Ahora me encuentro embebido en estas reflexiones, en la mañana indolente y somnolienta del lunes, porque acabo de leer un reportaje completo y clarificador publicado en La Opinión que asegura, con una cierta dosis de restitución, que se han hallado los restos de tres cartageneros y un totanero fusilados y enterrados en una fosa común del cementerio de San Fernando, en Cádiz. El reportaje menciona que uno de los cartageneros, Alberto García Martínez, fue detenido por las autoridades franquistas mientras huía por las aguas del Mediterráneo hacia Túnez, y que tras la detención desapareció sin dejar rastro en las semanas próximas al verano de 1940, corriendo la misma suerte muchos de sus compañeros. Sin embargo, un solo detalle descubierto tras la exhumación de sus huesos podridos, dos objetos cotidianos, singulares, cargados de un incalculable valor sentimental, despojan inmediatamente a Alberto García de su condición de cifra de la barbarie y le atribuyen una identidad indudable: dos anillos oxidados y dos inscripciones al dorso con los nombres de Dionisia y Alberto, erigen la vida del asesinado con una singularidad tan incontestable y tan precisa como la existencia de cualquier persona con la que uno se cruza por la calle. Lo habían detenido a bordo de un barco rumbo a Túnez, lo habían encerrado en un campo de concentración, en una celda llena de republicanos, le habían arrebatado todo lo que tenía, lo habían sometido seguramente a semanas de interrogatorios y torturas, le habían reventado la cabeza de un tiro junto al muro encalado del cementerio de San Fernando, pero nunca lograron despojarlo del único hilo invisible que unía su destino desconocido con el de su mujer, Dionisia, que lo esperaría toda su vida, que no podría creer la muerte de su marido cuando fueran a su casa de Cartagena a comunicársela, que jamás averiguaría, por mucho que intentara buscarlo, dónde yacía su cuerpo.

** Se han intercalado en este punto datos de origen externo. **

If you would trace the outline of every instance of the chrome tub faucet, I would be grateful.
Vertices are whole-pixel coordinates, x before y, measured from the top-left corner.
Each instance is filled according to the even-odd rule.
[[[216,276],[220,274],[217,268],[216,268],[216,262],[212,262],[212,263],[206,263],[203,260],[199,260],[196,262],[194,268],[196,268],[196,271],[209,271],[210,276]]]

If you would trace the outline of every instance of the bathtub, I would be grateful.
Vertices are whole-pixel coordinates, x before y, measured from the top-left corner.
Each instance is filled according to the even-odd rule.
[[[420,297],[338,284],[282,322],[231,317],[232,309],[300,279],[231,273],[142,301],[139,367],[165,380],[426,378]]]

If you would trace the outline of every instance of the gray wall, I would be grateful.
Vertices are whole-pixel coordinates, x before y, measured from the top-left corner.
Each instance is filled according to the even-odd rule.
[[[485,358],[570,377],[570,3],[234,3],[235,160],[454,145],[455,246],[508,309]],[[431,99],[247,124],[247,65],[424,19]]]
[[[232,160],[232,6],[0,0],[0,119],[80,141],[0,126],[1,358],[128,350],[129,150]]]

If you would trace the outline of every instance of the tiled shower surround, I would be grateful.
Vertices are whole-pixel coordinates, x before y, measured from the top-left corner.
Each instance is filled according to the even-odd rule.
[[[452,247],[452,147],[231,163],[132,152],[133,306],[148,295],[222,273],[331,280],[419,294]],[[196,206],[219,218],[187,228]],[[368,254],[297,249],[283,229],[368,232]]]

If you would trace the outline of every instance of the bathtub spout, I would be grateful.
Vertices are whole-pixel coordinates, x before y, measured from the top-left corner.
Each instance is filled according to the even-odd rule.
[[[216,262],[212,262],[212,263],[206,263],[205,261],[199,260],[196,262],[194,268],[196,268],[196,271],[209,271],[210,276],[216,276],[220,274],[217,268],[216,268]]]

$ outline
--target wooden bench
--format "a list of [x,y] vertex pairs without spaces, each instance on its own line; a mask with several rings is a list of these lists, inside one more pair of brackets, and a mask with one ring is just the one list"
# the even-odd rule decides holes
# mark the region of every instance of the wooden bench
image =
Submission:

Cuando tantas cosas sin sentido o dañinas se exaltan como hoy en día, parece que a muchos les incomoda el recuerdo del dolor pasado, de la vida despojada y convertida en anonimato. En el catálogo de monstruosidades de la guerra, las vidas y las muertes individuales quedan tan perdidas como las gotas de agua en una inundación. Cada dolor exclusivamente individual jamás conseguirá redención ni memoria por el simple hecho de que se extravía en las dimensiones excesivas de las cifras del franquismo. A la vida de Alberto García le puso punto y final, a los 43 años, con una hija de nueve años y un niño de diecisiete meses, un tiro certero delante de unos faros que lo deslumbraban y de unas sombras uniformadas que sostenían fusiles. Mientras Franco y su maquinaria sumaban miles de vidas a una acumulación de muertos incesante, él agotaba sus últimos días en el sótano de un campo de concentración recóndito de Cádiz, muerto de miedo, estremeciéndose cada noche en que los guardias quebraban el silencio y se llevaban con pulcritud burocrática en un camión a diez o a doce presos que desaparecían para siempre en un vertedero de cadáveres. Ochenta años después, esos dos anillos todavía puestos como un vestigio de restitución en los huesos del mártir fusilado vuelven a la superficie, dejando atrás su pertenencia a la arqueología de los objetos sepultados de la posguerra, rescatando una vida perdida y olvidada, atestiguando la presencia indiscutible de Alberto García en el mundo y constituyendo a la vez la prueba única e indeleble de un crimen.